For my part, I've been busy enough over the last decade or so that my wife has definitely felt like a "tour widow" at times.  I would work all week at a construction job and then be gone most weekend nights mixing. As the situation changed I became a self employed contractor and started getting bigger gigs that kept me away for days at a time. Fortunately for me I really loved my work (both jobs) and didn't need to also have a hobby that would keep me away.  Lots of guys need to unwind from work at the bar, or go to the big game on Sunday, or fish in bass tournaments and whatnot. I always made it a point to keep extracurricular activities to a minimum.

In a way it was kind of strange because even my closest friends knew that if they wanted to see me, they either needed to book me to mix their band, or hire me to re-do their kitchen. Even after a gig, late at night, I would usually skip going out for a meal or a drink so I could get home and get to sleep and be able to be up for my family the next day.

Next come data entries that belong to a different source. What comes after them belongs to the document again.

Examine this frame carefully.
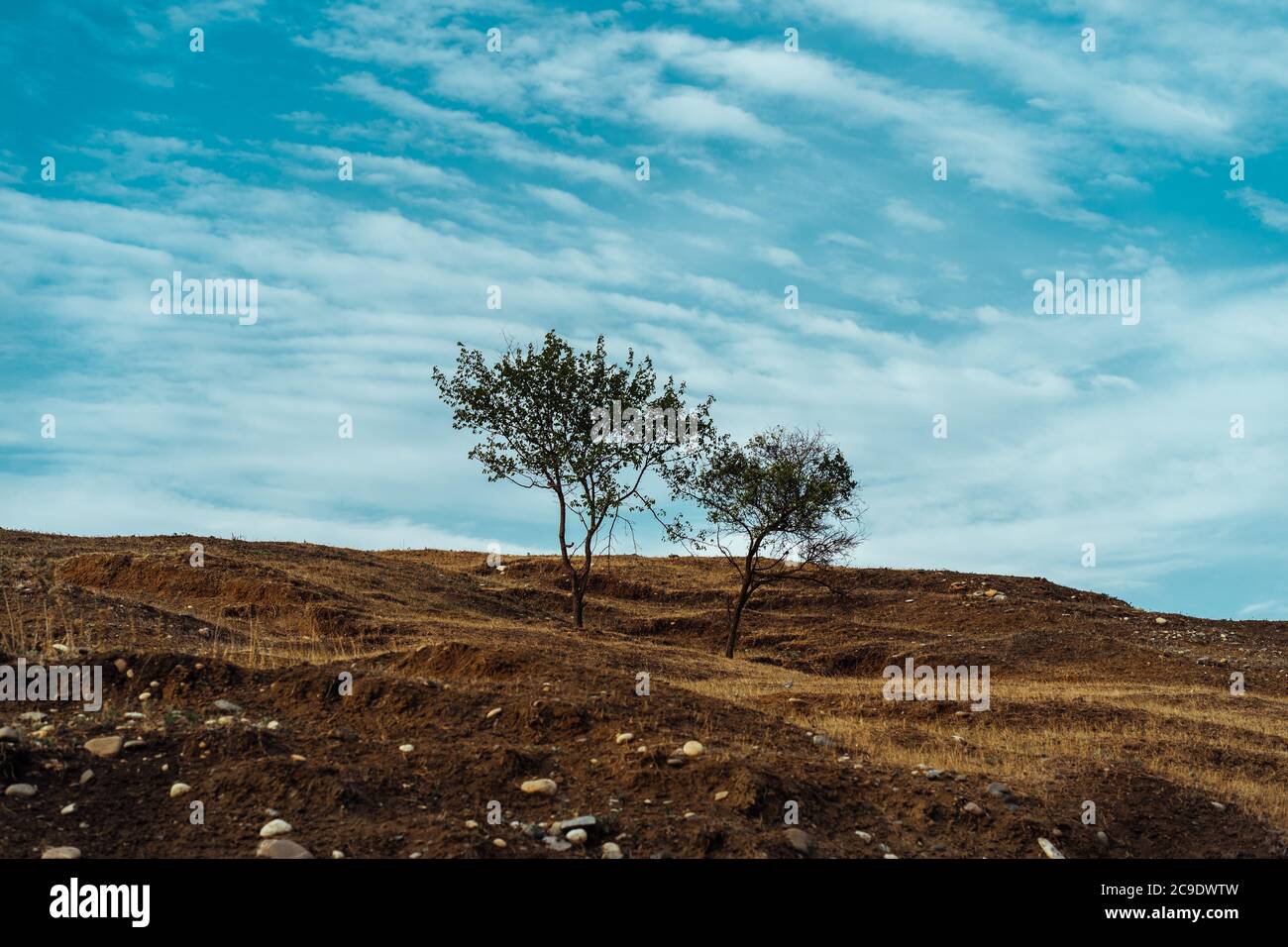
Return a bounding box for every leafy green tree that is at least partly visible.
[434,330,713,627]
[667,428,863,657]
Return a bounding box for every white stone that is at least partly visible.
[259,818,292,839]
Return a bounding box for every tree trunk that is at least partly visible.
[725,582,751,657]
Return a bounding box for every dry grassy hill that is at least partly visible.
[0,531,1288,858]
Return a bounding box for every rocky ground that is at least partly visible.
[0,531,1288,858]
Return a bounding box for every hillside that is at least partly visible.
[0,531,1288,858]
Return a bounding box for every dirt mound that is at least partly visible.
[0,531,1288,858]
[54,550,339,608]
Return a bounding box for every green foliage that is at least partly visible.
[667,428,862,657]
[434,330,713,627]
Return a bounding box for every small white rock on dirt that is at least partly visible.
[255,839,313,858]
[259,818,293,839]
[783,828,812,856]
[85,737,125,759]
[1038,839,1064,858]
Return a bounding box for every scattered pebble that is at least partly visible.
[259,818,292,839]
[255,839,313,858]
[1038,839,1064,858]
[85,737,124,758]
[783,828,812,856]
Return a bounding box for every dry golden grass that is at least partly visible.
[675,665,1288,830]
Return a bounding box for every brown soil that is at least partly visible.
[0,531,1288,858]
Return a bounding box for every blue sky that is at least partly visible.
[0,0,1288,620]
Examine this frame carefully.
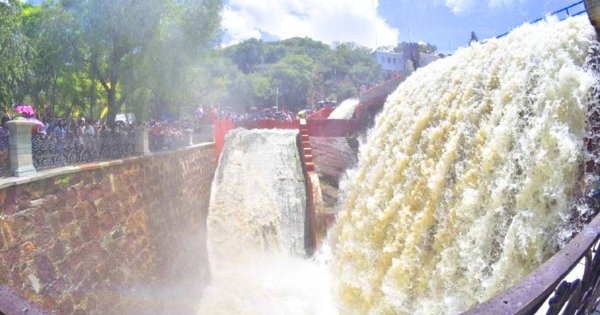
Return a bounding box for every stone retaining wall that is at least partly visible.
[0,144,216,314]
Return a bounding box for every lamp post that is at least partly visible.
[275,86,279,110]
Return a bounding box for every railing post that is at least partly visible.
[183,129,194,147]
[6,118,35,177]
[135,126,150,155]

Now there are plenty of other occupations that pull someone away from their family. I've reminded my wife on occasion that truck drivers are gone for days or weeks at a time and still manage to raise families. But as you've seen from my own personal example above, you don't have to leave home for six months on a world tour to have your gigs affect your personal life.

For a lot of us it can be not much of a problem at all.  I find that I have very few friends that aren't involved in one or both of the two industries that ruled my life.  Guys that tour constantly find their family on the road and may not have much to come home to anyway.  But you hear the story over and over again about guys that came off the road to find something else to do, closer to home, so they could be with their families.

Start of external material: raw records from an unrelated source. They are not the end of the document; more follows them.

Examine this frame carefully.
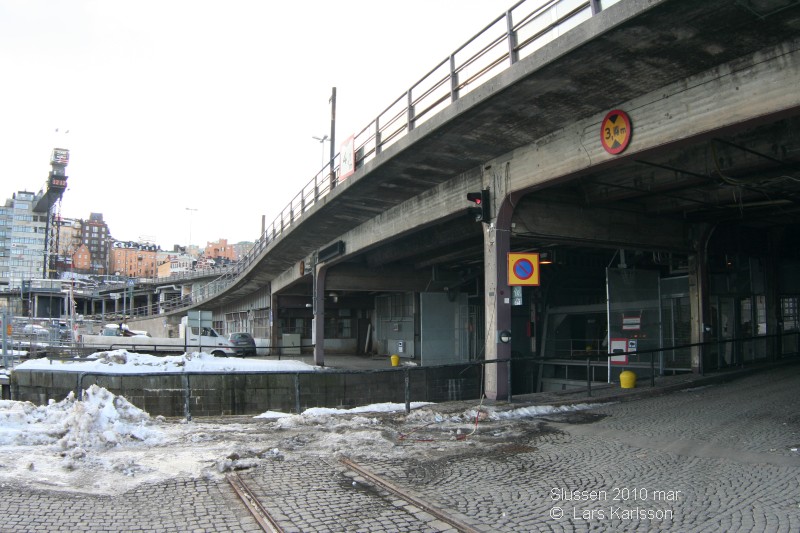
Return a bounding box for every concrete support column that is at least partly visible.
[688,227,718,374]
[483,175,519,400]
[311,265,328,366]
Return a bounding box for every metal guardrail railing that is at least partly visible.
[89,0,616,316]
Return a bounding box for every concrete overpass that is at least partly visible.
[128,0,800,397]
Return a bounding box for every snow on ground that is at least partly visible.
[0,350,600,494]
[17,350,325,374]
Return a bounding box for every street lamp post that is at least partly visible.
[311,135,330,168]
[186,207,197,248]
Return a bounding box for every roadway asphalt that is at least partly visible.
[0,361,800,532]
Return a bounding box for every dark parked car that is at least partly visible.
[228,333,256,357]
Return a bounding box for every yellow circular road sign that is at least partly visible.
[600,109,633,155]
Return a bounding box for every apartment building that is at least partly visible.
[109,241,159,278]
[0,191,47,289]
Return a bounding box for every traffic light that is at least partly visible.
[467,189,490,224]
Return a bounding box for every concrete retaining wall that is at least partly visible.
[11,365,482,416]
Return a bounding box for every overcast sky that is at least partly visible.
[0,0,512,249]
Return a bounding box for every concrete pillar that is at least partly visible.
[688,226,718,374]
[483,179,520,400]
[311,265,328,366]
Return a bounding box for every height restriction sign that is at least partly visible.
[508,253,539,287]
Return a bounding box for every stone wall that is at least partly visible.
[11,365,482,417]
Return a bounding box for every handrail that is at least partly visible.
[119,0,601,316]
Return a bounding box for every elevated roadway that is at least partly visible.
[134,0,800,396]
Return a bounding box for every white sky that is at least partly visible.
[0,0,512,249]
[0,350,598,494]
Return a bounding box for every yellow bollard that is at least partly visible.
[619,370,636,389]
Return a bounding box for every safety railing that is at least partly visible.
[104,0,618,312]
[532,331,800,396]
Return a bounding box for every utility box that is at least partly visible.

Whether your touring internationally full time, or just our mixing in clubs every weekend, where it becomes tricky is when you've got people in your life that aren't part of that scene.  I watch relationships fall apart all the time because the non-industry person can't deal with the schedule their significant other keeps. In this case it might be a good idea to ignore the "don't date people from work" rule. It might not be a good idea to date the lighting tech from the club where you're the house guy, but one from another club would be in a better place to understand your schedule and work ethic than a legal aid who gets home from work every day by 6 pm.

With all that said, if your presence is often missed by the ones you love it's important to make it count when you are home with them.  For me, major holidays and even birthdays and anniversaries have taken a back seat to my job or a gig.  But all that means is that the emphasis has been placed on finding the magic in being home with the wife and kids on a Tuesday morning. We don't plan big family moments at my house. Christmas morning isn't some huge production with video cameras rolling and music playing. More often than not a big holiday has to be celebrated on another day entirely. The point is that when it does happen, we just relax and enjoy each others company and make memories, not recordings.

One up side of this is that my kids are learning to place the emphasis where it matters. How many families do you know where Christmas just isn't right until the last plastic icicle is properly hung and the last carol sang? People drive themselves nuts over this stuff. My kids spend the season getting ready for the day that we'll all be together. That's the special day for them even if it's not the 25th.